In 1912, Progressive Party candidate Theodore Roosevelt and his newly formed party endorsed social insurance, which included health insurance, as part of their platform. Roosevelt lost the election but that same year the National Convention of Insurance Commissioners developed the first model of state law for regulating health insurance.

Three years later, the American Association for Labor Legislation (AALL) published a draft bill for compulsory health insurance and promoted campaigns in several states; however, the US was entering World War I and the states did not enact the bill. The AMA showed some interest but withdrew their support by 1920.

After WWI, as the US entered the Great Depression, health policy programs began to spring up in earnest. As explained in a Kaiser Family Foundation document, “Hard economic times called for social policies to secure employment, retirement, and medical care. President Roosevelt appointed a committee to work on all these issues, but in the end did not risk the passage of the Social Security Act to advance national health reform.”

The launch of what we know as health policy today began in 1935 with the passage of the Social Security Act. President Franklin Roosevelt continued to push for national health reform throughout his terms in office, but did not get much support from a Congress that was “no longer supportive of further government expansions.”

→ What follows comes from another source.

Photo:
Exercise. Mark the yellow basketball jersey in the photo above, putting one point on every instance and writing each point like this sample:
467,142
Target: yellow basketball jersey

Additional proposals for national healthcare were introduced and failed throughout Roosevelt’s presidency. The US then entered the second World War. In 1944, Roosevelt outlined “an ‘economic bill of rights’ that included the right to adequate medical care and the opportunity to achieve and enjoy good health in his State of the Union address.”

Today, Congress and the President are still debating and defeating various proposals for national health policy. The Affordable Care Act (ACA) that was implemented in 2008 remains virtually unchanged, except for the repeal of the individual mandate that will take effect in 2019.